Ray JG, Vermeulen MJ, Bharatha A, Montanera WJ, Park AL. JAMA. 2016; 316(9):952-61.


Importance — Fetal safety of magnetic resonance imaging (MRI) in the first trimester of pregnancy, or with gadolinium enhancement at any time of pregnancy, is unknown.

Objective — To evaluate the long-term safety after exposure to MRI in the first trimester of pregnancy or to gadolinium at any time in pregnancy.

Design, Setting and Participants — Universal healthcare databases in the province of Ontario, Canada were used to identify all births > 20 weeks, from 2003-2015.

Exposure — MRI exposure in the first trimester of pregnancy, or gadolinium MRI exposure at any time in pregnancy.

Main Outcomes and Measures — For first-trimester MRI exposure, the risk of stillbirth or neonatal death < 28 days after birth, and any congenital anomaly, neoplasm, hearing loss or vision loss was evaluated from birth to age 4 years. For gadolinium-enhanced MRI in pregnancy, connective tissue or skin disease resembling nephrogenic systemic fibrosis (NSF-like), and a broader set of rheumatological, inflammatory or infiltrative skin conditions from birth, were identified.

Results — Of 1 424 105 deliveries, 48% were female, with a mean 39 weeks gestation. The overall rate of MRI was 3.97 per 1000. Comparing first-trimester MRI (n = 1737) to no MRI (n = 1 418 451), there were 19 and 9844 stillbirths/neonatal deaths, respectively (adjusted relative risk [aRR] 1.68, 95% CI 0.97-2.90) – an adjusted risk difference of 4.7 per 1000 (95% CI -1.6 to 11.0). The risk was also not significantly higher for congenital anomalies, neoplasm, vision loss or hearing loss. Comparing gadolinium-MRI (n = 397) to no MRI (n = 1 418 451), the hazard ratio for NSF-like outcomes was not statistically significant. The broader outcome of any rheumatological, inflammatory or infiltrative skin condition occurred in 123 vs. 384 180 births (aHR 1.36, 95% CI 1.09-1.69) – an adjusted risk difference of 45.3 per 1000 person-years (95% CI 11.3 to 86.8). Stillbirths/neonatal deaths occurred in 7 vs. 9844 pregnancies (aRR 3.70, 95% CI 1.55-8.85) – an adjusted risk difference of 47.5 per 1000 (95% CI 9.7-138.2).

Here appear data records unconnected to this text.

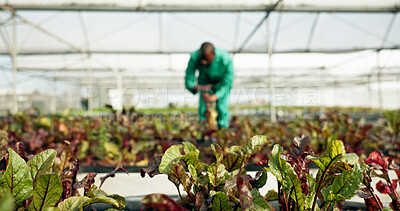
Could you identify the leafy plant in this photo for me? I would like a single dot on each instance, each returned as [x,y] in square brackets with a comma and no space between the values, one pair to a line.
[34,185]
[339,176]
[223,185]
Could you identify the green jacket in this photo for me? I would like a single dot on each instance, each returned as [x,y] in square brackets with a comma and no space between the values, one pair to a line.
[219,73]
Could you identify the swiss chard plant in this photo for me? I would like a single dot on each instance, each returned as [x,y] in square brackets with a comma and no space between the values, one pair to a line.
[379,166]
[223,185]
[42,181]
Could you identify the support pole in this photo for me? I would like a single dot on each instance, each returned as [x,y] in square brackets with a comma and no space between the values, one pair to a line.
[270,76]
[322,73]
[14,64]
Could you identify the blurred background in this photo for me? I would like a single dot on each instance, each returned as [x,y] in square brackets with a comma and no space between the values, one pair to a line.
[82,55]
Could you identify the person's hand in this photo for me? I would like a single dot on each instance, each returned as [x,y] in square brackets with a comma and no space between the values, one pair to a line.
[209,98]
[203,88]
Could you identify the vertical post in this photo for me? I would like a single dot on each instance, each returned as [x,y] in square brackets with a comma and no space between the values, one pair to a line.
[270,76]
[90,87]
[14,64]
[378,75]
[321,88]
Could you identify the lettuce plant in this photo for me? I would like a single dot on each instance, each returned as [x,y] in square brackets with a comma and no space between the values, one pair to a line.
[223,185]
[40,183]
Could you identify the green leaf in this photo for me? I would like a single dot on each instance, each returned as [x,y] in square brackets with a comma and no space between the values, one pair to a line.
[255,144]
[98,195]
[285,174]
[192,171]
[171,156]
[260,179]
[3,143]
[345,186]
[47,191]
[220,202]
[232,162]
[51,209]
[41,163]
[259,202]
[218,152]
[17,178]
[350,159]
[7,202]
[74,203]
[216,174]
[334,152]
[189,147]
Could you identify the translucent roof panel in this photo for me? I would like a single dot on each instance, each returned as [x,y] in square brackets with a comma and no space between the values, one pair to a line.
[49,32]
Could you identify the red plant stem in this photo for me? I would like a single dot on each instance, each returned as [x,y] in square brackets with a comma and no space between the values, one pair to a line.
[320,183]
[216,173]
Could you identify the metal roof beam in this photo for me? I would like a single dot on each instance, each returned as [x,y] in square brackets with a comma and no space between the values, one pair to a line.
[327,51]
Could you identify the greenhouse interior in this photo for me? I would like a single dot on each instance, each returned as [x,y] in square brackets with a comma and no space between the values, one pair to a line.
[199,105]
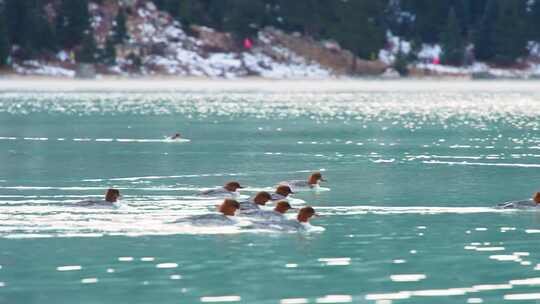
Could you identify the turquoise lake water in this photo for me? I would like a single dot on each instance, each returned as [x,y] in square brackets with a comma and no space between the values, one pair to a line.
[413,177]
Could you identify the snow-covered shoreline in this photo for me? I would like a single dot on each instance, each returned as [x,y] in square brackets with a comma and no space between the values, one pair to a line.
[258,84]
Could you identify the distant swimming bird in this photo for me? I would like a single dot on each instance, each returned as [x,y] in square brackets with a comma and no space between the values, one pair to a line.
[525,204]
[254,203]
[282,192]
[111,197]
[269,216]
[229,190]
[278,222]
[312,182]
[227,211]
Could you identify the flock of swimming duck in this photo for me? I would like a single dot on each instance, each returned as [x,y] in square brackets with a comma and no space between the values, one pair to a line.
[254,208]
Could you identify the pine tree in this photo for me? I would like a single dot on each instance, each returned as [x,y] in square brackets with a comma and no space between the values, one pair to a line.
[534,21]
[452,42]
[87,53]
[401,64]
[485,34]
[4,39]
[72,22]
[120,29]
[359,27]
[110,52]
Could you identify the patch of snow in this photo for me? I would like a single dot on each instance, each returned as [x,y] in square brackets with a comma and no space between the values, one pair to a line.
[33,67]
[62,56]
[430,52]
[534,48]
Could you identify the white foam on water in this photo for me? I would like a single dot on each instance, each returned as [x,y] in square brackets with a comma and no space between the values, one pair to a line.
[221,299]
[352,210]
[529,281]
[294,301]
[334,299]
[166,265]
[125,259]
[69,268]
[465,163]
[89,280]
[407,277]
[522,296]
[335,261]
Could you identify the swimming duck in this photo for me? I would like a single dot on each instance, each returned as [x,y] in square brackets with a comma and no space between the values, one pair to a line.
[111,198]
[312,182]
[525,204]
[282,192]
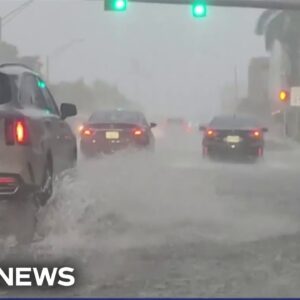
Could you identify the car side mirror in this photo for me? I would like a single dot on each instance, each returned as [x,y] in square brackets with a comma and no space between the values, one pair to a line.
[68,110]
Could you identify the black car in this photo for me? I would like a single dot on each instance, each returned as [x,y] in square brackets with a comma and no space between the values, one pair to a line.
[112,130]
[235,136]
[36,145]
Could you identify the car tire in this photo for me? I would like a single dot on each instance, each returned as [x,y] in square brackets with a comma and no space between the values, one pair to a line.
[73,161]
[46,189]
[22,221]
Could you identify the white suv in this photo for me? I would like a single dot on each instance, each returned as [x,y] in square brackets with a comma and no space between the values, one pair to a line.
[35,142]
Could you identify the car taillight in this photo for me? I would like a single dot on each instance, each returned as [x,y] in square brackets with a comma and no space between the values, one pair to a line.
[16,131]
[256,134]
[138,132]
[211,133]
[8,180]
[86,132]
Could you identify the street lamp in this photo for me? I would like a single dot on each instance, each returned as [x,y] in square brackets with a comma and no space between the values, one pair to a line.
[57,52]
[12,14]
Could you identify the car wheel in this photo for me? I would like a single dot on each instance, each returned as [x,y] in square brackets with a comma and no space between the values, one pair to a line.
[73,161]
[22,219]
[205,153]
[46,189]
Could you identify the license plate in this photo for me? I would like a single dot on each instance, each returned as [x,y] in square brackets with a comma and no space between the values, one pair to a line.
[233,139]
[112,135]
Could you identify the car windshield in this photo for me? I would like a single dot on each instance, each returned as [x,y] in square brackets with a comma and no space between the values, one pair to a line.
[234,122]
[5,89]
[150,148]
[115,117]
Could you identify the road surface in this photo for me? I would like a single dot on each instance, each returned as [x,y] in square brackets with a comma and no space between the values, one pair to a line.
[172,224]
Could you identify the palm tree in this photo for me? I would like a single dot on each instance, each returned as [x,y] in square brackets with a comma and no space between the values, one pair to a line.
[283,27]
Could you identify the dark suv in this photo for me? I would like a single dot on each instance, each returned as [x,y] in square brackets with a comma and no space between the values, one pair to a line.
[35,142]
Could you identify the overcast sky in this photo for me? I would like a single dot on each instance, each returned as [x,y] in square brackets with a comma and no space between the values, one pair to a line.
[157,55]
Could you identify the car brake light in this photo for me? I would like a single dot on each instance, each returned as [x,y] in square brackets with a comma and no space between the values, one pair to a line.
[86,132]
[9,132]
[7,180]
[211,133]
[256,134]
[80,128]
[137,132]
[16,131]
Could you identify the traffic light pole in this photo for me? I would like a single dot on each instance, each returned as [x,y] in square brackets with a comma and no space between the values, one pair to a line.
[263,4]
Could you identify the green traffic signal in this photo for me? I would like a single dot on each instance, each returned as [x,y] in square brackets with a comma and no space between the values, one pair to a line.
[199,9]
[115,5]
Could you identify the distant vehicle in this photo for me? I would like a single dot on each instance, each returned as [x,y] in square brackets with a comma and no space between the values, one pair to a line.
[178,124]
[36,143]
[113,130]
[235,136]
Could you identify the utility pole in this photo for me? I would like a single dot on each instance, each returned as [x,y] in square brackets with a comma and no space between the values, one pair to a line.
[0,29]
[236,84]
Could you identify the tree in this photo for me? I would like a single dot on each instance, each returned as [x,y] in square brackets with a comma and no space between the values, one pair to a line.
[8,53]
[283,27]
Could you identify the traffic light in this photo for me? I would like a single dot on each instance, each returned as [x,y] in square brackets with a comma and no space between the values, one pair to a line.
[115,5]
[284,96]
[199,8]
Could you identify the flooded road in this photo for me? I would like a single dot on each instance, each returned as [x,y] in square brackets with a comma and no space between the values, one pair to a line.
[172,224]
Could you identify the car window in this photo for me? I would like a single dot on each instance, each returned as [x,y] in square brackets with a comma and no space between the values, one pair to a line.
[50,103]
[5,89]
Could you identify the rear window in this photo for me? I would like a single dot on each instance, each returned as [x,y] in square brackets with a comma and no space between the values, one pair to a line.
[116,117]
[5,89]
[234,122]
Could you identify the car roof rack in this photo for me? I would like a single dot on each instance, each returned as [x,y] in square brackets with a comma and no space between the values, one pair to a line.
[16,65]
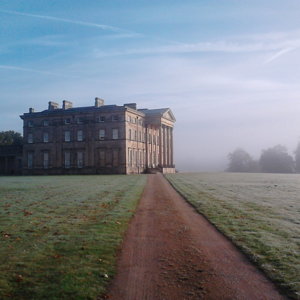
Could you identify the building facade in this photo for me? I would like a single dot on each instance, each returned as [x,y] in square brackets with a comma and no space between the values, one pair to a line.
[99,139]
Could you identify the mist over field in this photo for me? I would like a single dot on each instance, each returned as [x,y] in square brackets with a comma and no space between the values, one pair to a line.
[229,70]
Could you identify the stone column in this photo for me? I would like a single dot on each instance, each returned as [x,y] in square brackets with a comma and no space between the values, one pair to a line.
[160,161]
[172,148]
[166,146]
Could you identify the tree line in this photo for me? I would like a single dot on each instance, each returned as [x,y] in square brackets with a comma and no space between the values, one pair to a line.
[272,160]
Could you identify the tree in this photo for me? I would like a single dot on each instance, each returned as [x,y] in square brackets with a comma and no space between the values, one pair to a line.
[10,138]
[241,161]
[276,160]
[297,158]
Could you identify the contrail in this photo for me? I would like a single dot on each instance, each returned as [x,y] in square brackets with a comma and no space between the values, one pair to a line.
[89,24]
[278,54]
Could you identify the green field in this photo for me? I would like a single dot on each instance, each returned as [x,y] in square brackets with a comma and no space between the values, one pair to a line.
[59,234]
[259,212]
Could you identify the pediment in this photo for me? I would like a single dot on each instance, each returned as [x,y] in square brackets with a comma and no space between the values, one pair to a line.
[169,115]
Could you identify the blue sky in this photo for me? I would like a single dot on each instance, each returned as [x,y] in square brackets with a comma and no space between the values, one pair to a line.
[229,70]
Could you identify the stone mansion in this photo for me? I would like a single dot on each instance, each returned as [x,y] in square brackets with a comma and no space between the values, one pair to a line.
[99,139]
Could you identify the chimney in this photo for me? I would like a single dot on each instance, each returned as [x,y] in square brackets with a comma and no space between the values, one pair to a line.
[67,104]
[131,105]
[52,105]
[99,102]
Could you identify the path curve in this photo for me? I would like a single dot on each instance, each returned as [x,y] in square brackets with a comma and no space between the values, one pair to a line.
[171,252]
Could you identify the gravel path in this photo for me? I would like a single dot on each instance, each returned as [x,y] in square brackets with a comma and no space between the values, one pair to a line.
[171,252]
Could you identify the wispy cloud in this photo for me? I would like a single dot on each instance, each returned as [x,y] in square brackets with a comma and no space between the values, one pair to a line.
[278,54]
[260,43]
[15,68]
[55,19]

Conclusions and Relevance — MRI exposure during the first trimester of pregnancy, compared with non-exposure, was not associated with increased risk for harm to the fetus or in early childhood. Gadolinium MRI at any time during pregnancy was associated with an increased risk for a broad set of rheumatological, inflammatory, or infiltrative skin conditions, and stillbirth/neonatal death. The study may not have been able to detect rare adverse outcomes.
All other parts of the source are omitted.